Par la suite, je ne reverrai Jacques Fame Ndongo qu’après sa nomination au poste de Ministre de l’Enseignement Supérieur (Minesup) puisqu’entre temps, j’étais parti aux USA dans les conditions que je raconte dans Université des Montagnes. Pour solde de tout compte (2017). D’avoir gardé un pied à l’Université de Yaoundé où je dispensais des enseignements des 2è et 3è cycles m’obligeait à revenir régulièrement au pays où, par ailleurs, je travaillais ardemment à l’éclosion de l’Université des Montagnes (UdM). Raison pour laquelle je me permis, en compagnie de l’ami Fabien Nkot d’aller à la rencontre du nouveau Minesup pour négocier les conditions de l’évolution de l’UdM à laquelle Maurice Tchuenté, son prédécesseur, avait donné naissance. 

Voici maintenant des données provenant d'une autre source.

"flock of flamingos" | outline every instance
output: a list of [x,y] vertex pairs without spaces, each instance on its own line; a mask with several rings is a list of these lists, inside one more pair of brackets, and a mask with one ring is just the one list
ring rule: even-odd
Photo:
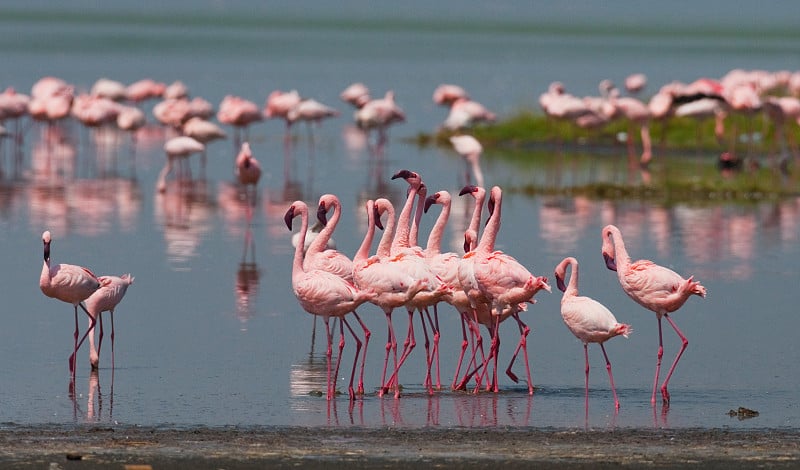
[[[630,77],[626,83],[629,92],[638,92],[644,86],[643,80],[644,77],[640,75]],[[618,111],[633,107],[631,103],[634,103],[635,98],[619,97],[607,83],[603,87],[608,96],[600,103],[600,107],[592,108],[590,100],[572,97],[564,92],[562,85],[556,83],[542,95],[542,107],[554,118],[575,119],[579,125],[588,125],[589,120],[603,119],[603,116],[607,119],[611,116],[610,112],[603,114],[604,106],[613,105]],[[797,119],[800,116],[800,102],[796,98],[787,96],[773,99],[766,95],[779,87],[800,92],[800,76],[733,71],[719,81],[700,79],[688,85],[673,83],[656,93],[649,106],[645,105],[648,110],[647,119],[653,118],[655,110],[662,108],[673,115],[689,115],[684,107],[690,104],[695,107],[698,117],[701,116],[701,109],[706,113],[702,116],[719,117],[731,110],[743,110],[745,106],[751,106],[751,110],[767,109],[769,106],[769,109],[785,108],[782,113],[784,117]],[[224,130],[210,121],[214,112],[213,106],[201,98],[189,99],[188,90],[180,82],[167,86],[152,80],[143,80],[124,86],[111,80],[100,80],[90,93],[75,96],[72,85],[57,78],[46,77],[33,86],[30,97],[12,89],[0,95],[0,122],[15,120],[18,123],[23,116],[30,116],[33,120],[46,123],[47,129],[50,129],[62,119],[72,116],[90,127],[114,125],[119,129],[135,131],[146,122],[139,104],[156,98],[161,101],[153,108],[153,115],[160,123],[179,134],[164,145],[167,159],[159,175],[157,189],[165,191],[165,181],[175,165],[178,165],[179,171],[186,171],[185,157],[195,153],[204,155],[205,146],[209,142],[226,137]],[[374,130],[378,147],[385,143],[389,126],[405,120],[402,109],[394,102],[392,92],[386,93],[383,98],[373,99],[365,86],[354,84],[342,92],[341,98],[356,109],[355,120],[359,127],[367,131]],[[472,101],[461,87],[455,85],[437,88],[434,101],[449,106],[450,113],[444,127],[450,130],[467,129],[477,122],[496,118],[494,113]],[[760,101],[761,105],[757,105],[756,101]],[[338,114],[332,107],[313,99],[301,98],[296,91],[276,91],[269,95],[263,109],[242,98],[227,96],[220,103],[216,116],[221,124],[229,125],[235,130],[235,145],[240,149],[236,158],[239,183],[255,191],[261,170],[247,142],[246,132],[249,125],[265,118],[282,118],[286,122],[288,137],[291,126],[297,121],[307,121],[311,129],[312,124]],[[633,115],[629,119],[631,122],[644,122],[643,118],[634,118]],[[5,128],[0,130],[10,134],[17,142],[22,139],[19,124],[13,132]],[[242,133],[244,136],[240,135]],[[472,155],[476,158],[475,155],[480,153],[480,144],[468,135],[453,137],[452,143],[465,156]],[[645,156],[649,158],[647,152],[645,150],[643,161]],[[393,392],[395,397],[400,397],[402,386],[399,372],[416,345],[413,320],[417,314],[425,336],[427,373],[424,386],[429,393],[433,393],[434,388],[441,388],[438,307],[443,304],[450,304],[458,311],[463,336],[452,389],[467,389],[474,384],[475,392],[484,389],[498,391],[499,325],[511,318],[519,326],[520,337],[505,372],[512,380],[518,381],[518,377],[512,372],[512,366],[521,353],[526,367],[528,391],[533,393],[526,348],[529,328],[522,321],[520,313],[535,302],[534,296],[539,291],[550,292],[551,287],[546,277],[532,274],[511,255],[495,250],[495,240],[501,227],[501,188],[494,186],[487,190],[482,186],[482,178],[476,178],[479,184],[467,185],[460,191],[459,196],[470,196],[475,201],[472,218],[464,232],[462,255],[441,251],[441,240],[450,213],[451,195],[447,191],[436,191],[428,195],[428,188],[421,175],[414,171],[399,171],[392,179],[403,179],[408,183],[405,203],[398,213],[385,198],[366,203],[367,230],[352,259],[328,245],[342,212],[339,199],[335,195],[323,195],[318,205],[311,208],[303,201],[295,201],[285,214],[285,222],[290,230],[295,225],[294,220],[300,218],[299,240],[295,243],[292,264],[294,293],[302,308],[322,317],[326,325],[327,399],[331,400],[336,395],[345,329],[355,338],[356,343],[348,387],[349,398],[352,401],[364,393],[364,365],[371,332],[356,312],[364,303],[378,306],[387,320],[388,339],[379,389],[381,396]],[[426,246],[423,247],[418,233],[419,221],[423,213],[427,213],[434,205],[440,205],[441,212]],[[484,205],[488,219],[482,223]],[[321,230],[313,231],[310,228],[310,219],[314,216],[321,224]],[[481,227],[484,227],[482,233]],[[383,233],[376,252],[370,254],[376,229]],[[94,348],[94,328],[99,323],[99,338],[102,342],[101,313],[104,311],[111,312],[113,348],[114,309],[134,278],[128,274],[98,277],[85,267],[51,263],[52,235],[49,231],[42,234],[42,242],[44,263],[39,280],[40,288],[45,295],[72,304],[74,309],[74,349],[69,358],[69,368],[74,377],[76,354],[87,336],[91,346],[91,366],[96,368],[98,365],[99,353]],[[680,337],[681,348],[660,385],[662,400],[668,404],[670,395],[667,386],[688,344],[670,314],[678,310],[692,295],[705,297],[706,289],[691,276],[684,278],[651,261],[631,260],[622,234],[614,225],[603,228],[601,246],[606,266],[617,273],[623,292],[655,313],[658,320],[659,346],[651,398],[653,404],[659,389],[663,355],[662,319],[666,319]],[[567,280],[568,270],[570,275]],[[603,344],[615,336],[627,336],[632,329],[627,324],[619,323],[612,312],[599,302],[579,295],[578,273],[578,261],[573,257],[565,258],[554,269],[556,285],[563,292],[563,320],[584,345],[587,400],[588,344],[597,343],[605,357],[615,407],[619,408],[611,363]],[[90,327],[80,339],[78,307],[90,318]],[[392,314],[398,308],[404,308],[409,318],[408,331],[399,351],[392,324]],[[351,318],[359,323],[363,336],[356,333],[349,321]],[[330,322],[331,319],[334,322]],[[337,321],[341,339],[338,345],[339,361],[334,366],[332,350]],[[488,351],[484,348],[481,325],[488,331]],[[433,338],[432,347],[429,329]],[[359,360],[359,379],[354,386]]]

Pendant dix ans, de 2005 à 2015, j’ai travaillé assez étroitement avec le frère Jacques Fame Ndongo. Sans entrer dans les détails, j’ai accompli pour lui et pour le compte du Minesup, des missions informelles auprès de la Banque mondiale à Washington. Ce qui avait abouti à des réunions stratégiques avec les experts de la Banque mondiale au Minesup sous le regard médusé des proches collaborateurs du Ministre qui ne comprenaient pas à quel titre j’étais invité. En plus de m’intégrer dans des groupes d’études au Minesup tel que celui sur le « Plan Directeur de la Recherche », le Ministre Jacques Fame Ndongo interviendra énergiquement lorsqu’après le départ du collègue André-Marie Ntsobe du décanat de la Faculté des Lettres de l’Université de Yaoundé 1, son très zélé successeur, Daniel Abwa, entreprit de me rayer de la liste des enseignants. Alors que je m’y étais toujours préparé et m’apprêtais à accepter cela de bon cœur, j’eus la très agréable surprise d’entendre Abwa dire qu’il avait renoncé à son funeste projet parce que le Ministre Fame Ndongo, mis au parfum de son initiative, lui avait demandé de lever le pied. D’après les informations en sa possession, les cours que je dispensais et les services que je rendais aux étudiants et à l’Université de Yaoundé se comparaient très avantageusement, malgré mes va et vient entre les USA et le Cameroun, à ce que pouvaient offrir mes collègues qui étaient sur place à Yaoundé. Jamais, je n’avais entendu pareil compliment d’une autorité camerounaise. L’appréciation se confirmera par la lettre d’appui qu’il me donnera lorsque je décidai d’organiser à l’Université de Yaoundé 1 en 2009 un colloque en hommage à Fabien Eboussi Boulaga et que le recteur d’alors, un certain Oumarou Bouba manœuvrait pour saboter le projet (1).  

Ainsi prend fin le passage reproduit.